Six decades later the project is run by Ziliani's three children, Cristina, Arturo and Paolo, who launched the Berlucchi '61, Berlucchi '61 Nature and Palazzo Lana Riserva ranges and steered the company toward an explicit sustainability platform. The estate is the largest single producer in Franciacorta and the unofficial reference point for the appellation's metodo classico canon, with a portfolio that combines Cuvee Imperiale's accessible identity with the upper-tier Palazzo Lana Riserva.
The vineyards are the heart of the operation. Berlucchi works 85 hectares of estate plots and draws from roughly 450 hectares more through long-standing partner growers. The estate vineyards have been certified organic since 2016, with infrared mapping, soil-biodiversity analysis and selective harvest replacing routine inputs. The team has also published annual sustainability reports since 2019, measured its carbon footprint under ISO 14064 for over a decade, and experiments with native varieties such as Erbamat alongside the appellation's pillars Chardonnay and Pinot Nero.
The Palazzo Lana cellars sit ten metres underground in galleries that date to 1680, and they still age the estate's flagship cuvees. The historic spaces also keep the very first bottle of Franciacorta ever produced, and they double as the setting for guided tastings and occasional private events. Visits are run year-round by appointment via the official cellar booking site.
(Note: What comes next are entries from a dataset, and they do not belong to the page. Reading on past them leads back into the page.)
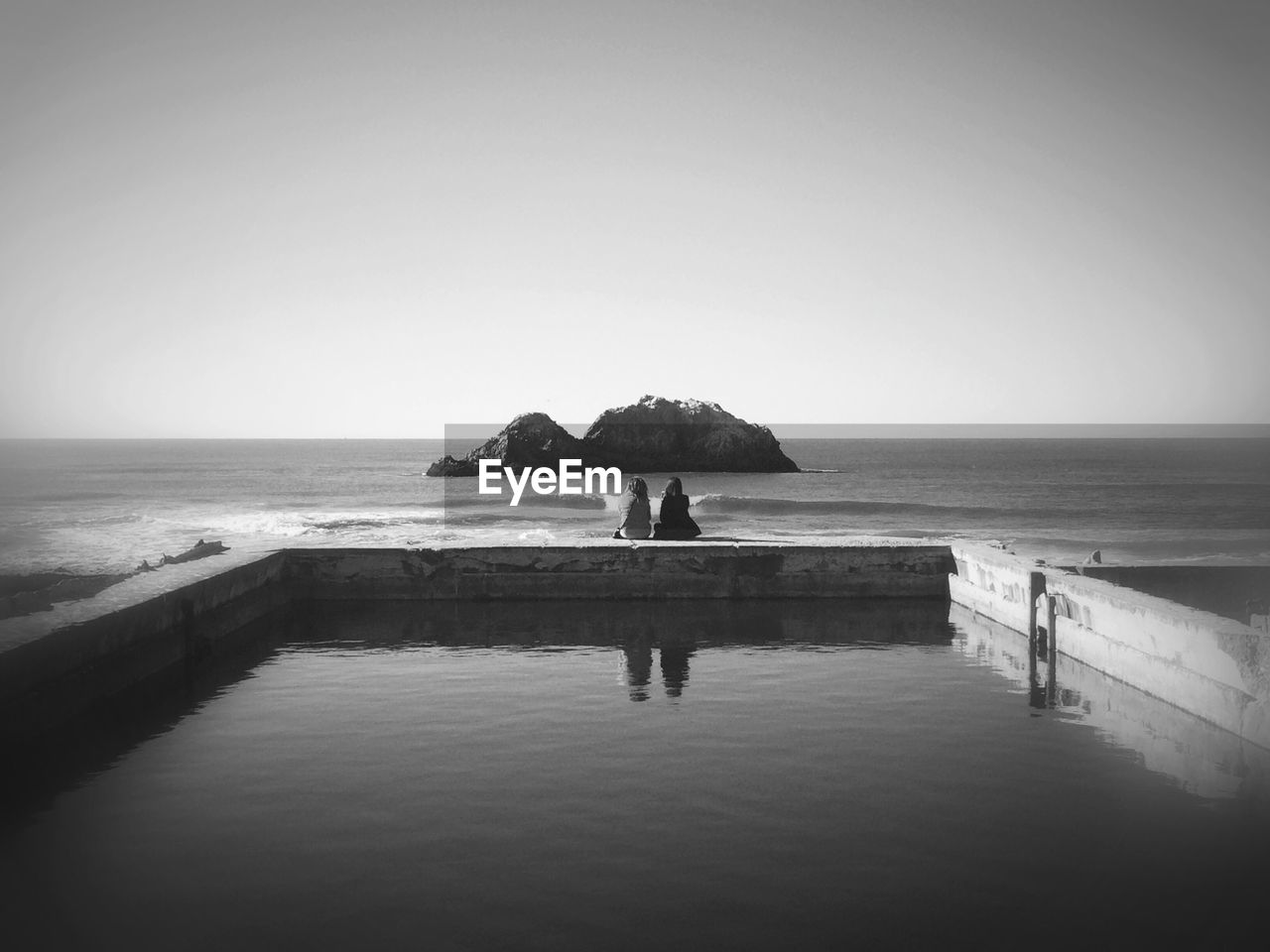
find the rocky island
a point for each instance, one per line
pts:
(652, 435)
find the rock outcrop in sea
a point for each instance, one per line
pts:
(653, 435)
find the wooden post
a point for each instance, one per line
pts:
(1035, 588)
(1052, 644)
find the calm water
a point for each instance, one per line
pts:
(104, 506)
(604, 775)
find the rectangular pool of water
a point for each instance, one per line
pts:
(581, 775)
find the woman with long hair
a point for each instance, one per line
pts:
(635, 520)
(674, 521)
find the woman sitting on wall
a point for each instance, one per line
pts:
(675, 522)
(635, 520)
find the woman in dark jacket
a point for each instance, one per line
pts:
(675, 521)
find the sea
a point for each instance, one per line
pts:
(94, 507)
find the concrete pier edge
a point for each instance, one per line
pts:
(55, 665)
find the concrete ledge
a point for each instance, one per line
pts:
(622, 570)
(1211, 666)
(56, 664)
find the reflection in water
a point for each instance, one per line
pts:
(639, 665)
(1199, 757)
(675, 664)
(638, 657)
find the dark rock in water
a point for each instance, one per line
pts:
(652, 435)
(684, 435)
(199, 549)
(530, 439)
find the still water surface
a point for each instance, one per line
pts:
(642, 775)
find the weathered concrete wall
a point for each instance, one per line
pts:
(59, 662)
(1211, 666)
(624, 570)
(992, 583)
(56, 664)
(1222, 589)
(1198, 756)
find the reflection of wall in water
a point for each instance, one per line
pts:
(1202, 758)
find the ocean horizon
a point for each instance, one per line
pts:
(104, 506)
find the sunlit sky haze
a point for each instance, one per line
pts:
(370, 220)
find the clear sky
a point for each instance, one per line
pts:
(252, 218)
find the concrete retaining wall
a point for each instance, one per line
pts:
(656, 571)
(56, 664)
(1211, 666)
(1222, 589)
(1201, 757)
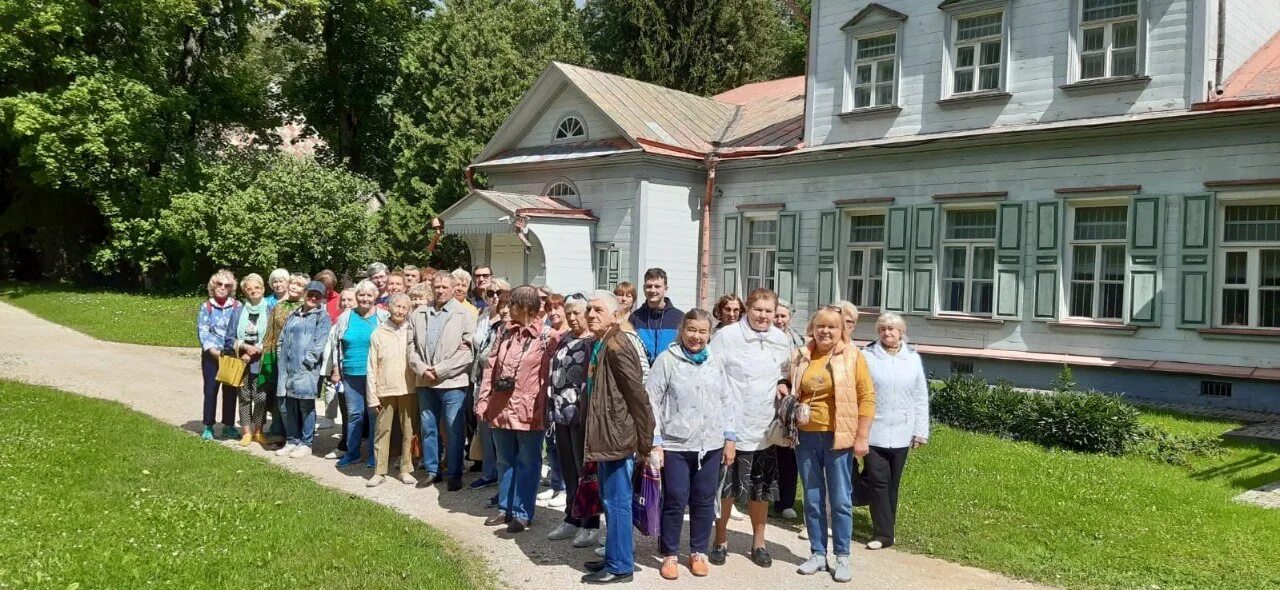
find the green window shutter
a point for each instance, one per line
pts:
(1142, 280)
(1009, 261)
(924, 259)
(1196, 261)
(731, 254)
(789, 252)
(828, 257)
(896, 232)
(1047, 252)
For anyone trying to understand modern Franciacorta, the Berlucchi name is the obvious starting point. The estate's scale, its early certification choices and the continuity of the founding family give it a different role from the boutique houses on the hills around it: it is the producer that explains, by its own range, how the appellation went from one experimental cuvee in 1961 to a strict modern production protocol still tightening today.